Special Report: Bullied
Wed, 16 Nov 2011 00:33:20 GMT —
You hear so much about bullying and the affect it has on young people growing up. But it's a problem that can stay with someone well after they get out of grade school.
For Blake Bailey, the memories are still fresh. Almost 20 years after graduating she can still remember her bully.
"It's just as important as if you had been in a car accident, or if you had suffered a house fire. It's just an important thing that can happen to a person and it's just hard to forget," said Bailey. "It began with dirty looks and that progressed to saying ugly names. That eventually progressed to threats. Don't ever let me catch you off of campus you better hope that I don't catch you away from school."
Bailey says there was at least one case where the bullying did turn physical.
"There was just that fear of having to face that person every day, day in, day out. She seemed to really enjoy making my existence miserable at school," said Bailey.
But Bailey says at a certain point she couldn't allow herself to be a victim and that helped her cope.
"I finally got to the point where I said you know, 'I don't care what she says about me or to me, I know the truth,'" said Bailey.
Dr. Cheryl Kaiser literally wrote the book on school bullying. She says it's not surprising for memories of bullying to stay with a person even after they make it out of the teens.
"I think that anyone who is bullied over the course of their life time feels very oppressed by it. Where you're talking about a fair number of people congregating, you're always going to have somebody that is going to have some power and control issues and is going to be involved in bullying so it can being something that can be very damaging for a long period of time," said Dr. Kaiser.
That's why many schools are now trying tackle bullying head one. In Dougherty County schools, they've teamed up with Phoebe to bring Rachel's Challenge into the schools.
"We've encouraged the schools to use some paper to write on the piece of paper when they've seen an act of kindness and hopefully say to the person you're a link in my chain," said school nurse Ri Lamb.
It may not sound like much, but officials are hoping that if they can encourage kindness that will stamp out bullying in.

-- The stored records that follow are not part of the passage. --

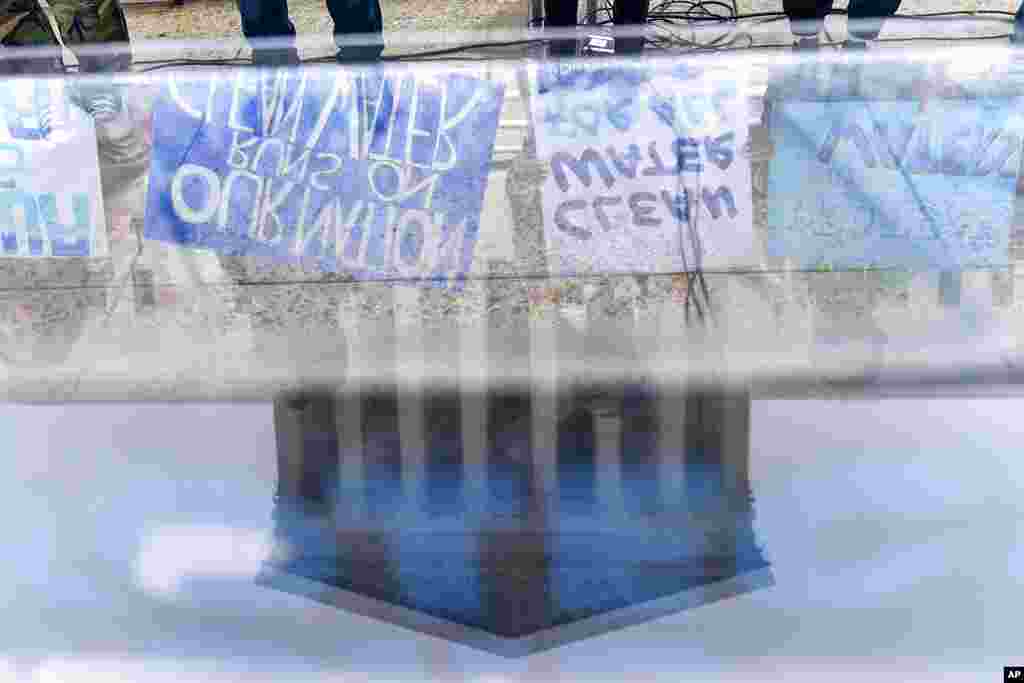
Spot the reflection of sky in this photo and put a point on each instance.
(893, 530)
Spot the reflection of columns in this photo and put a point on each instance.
(608, 437)
(544, 398)
(410, 370)
(351, 501)
(473, 377)
(380, 409)
(1003, 287)
(671, 455)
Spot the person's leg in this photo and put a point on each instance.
(96, 31)
(806, 16)
(867, 16)
(266, 24)
(361, 23)
(26, 30)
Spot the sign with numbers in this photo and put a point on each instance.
(646, 167)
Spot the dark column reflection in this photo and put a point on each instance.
(505, 568)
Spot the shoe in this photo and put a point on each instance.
(805, 44)
(120, 138)
(359, 53)
(275, 57)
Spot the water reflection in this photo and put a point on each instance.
(647, 497)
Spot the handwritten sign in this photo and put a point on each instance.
(859, 183)
(647, 170)
(50, 198)
(379, 173)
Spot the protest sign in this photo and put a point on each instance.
(374, 172)
(893, 183)
(646, 167)
(50, 199)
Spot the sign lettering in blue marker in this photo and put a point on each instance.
(378, 173)
(50, 201)
(857, 183)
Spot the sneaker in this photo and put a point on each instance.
(120, 137)
(804, 43)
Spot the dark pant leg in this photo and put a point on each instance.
(807, 16)
(361, 23)
(267, 20)
(866, 16)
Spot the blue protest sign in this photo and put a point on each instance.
(647, 169)
(895, 183)
(50, 199)
(378, 173)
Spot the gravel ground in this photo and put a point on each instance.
(216, 18)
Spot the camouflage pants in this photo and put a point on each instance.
(25, 25)
(95, 30)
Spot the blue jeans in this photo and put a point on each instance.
(358, 18)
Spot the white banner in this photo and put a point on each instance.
(646, 165)
(50, 198)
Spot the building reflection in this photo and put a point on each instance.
(648, 497)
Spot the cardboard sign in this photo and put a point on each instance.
(50, 198)
(375, 172)
(894, 183)
(646, 167)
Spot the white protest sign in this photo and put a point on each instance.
(50, 198)
(646, 169)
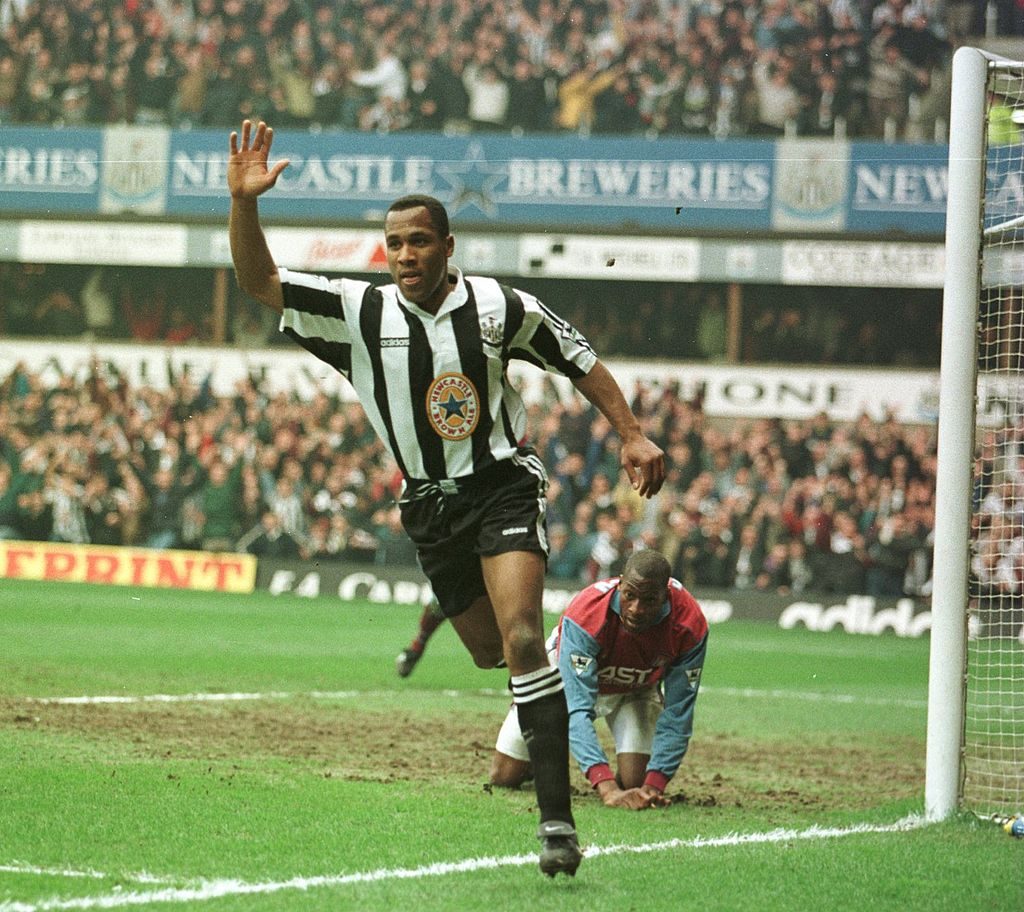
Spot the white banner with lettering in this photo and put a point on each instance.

"When you have violence and bullying it kind of fosters and atmosphere of violence and bullying, but when you have kindness and compassion and understanding, then it fosters an atmosphere of kindness and compassion," said Lamb.
Part of Rachel's Challenge is also delegating some to be student leaders, an ear other than administrators that students can talk to if they're having issues with classmates. D'Antay Williams is one of those leaders.
"I think sometimes it gets to some people and some kids ignore it, but I think it still hurts. They might act like they ignore it, but they might go home and cry the whole night," said Williams.
Blake Bailey says she thinks that support system structure is what's most needed for victims of bullying.
"It's a silent situation. So many people don't realize that the person who is being bullied is being bullied," said Bailey.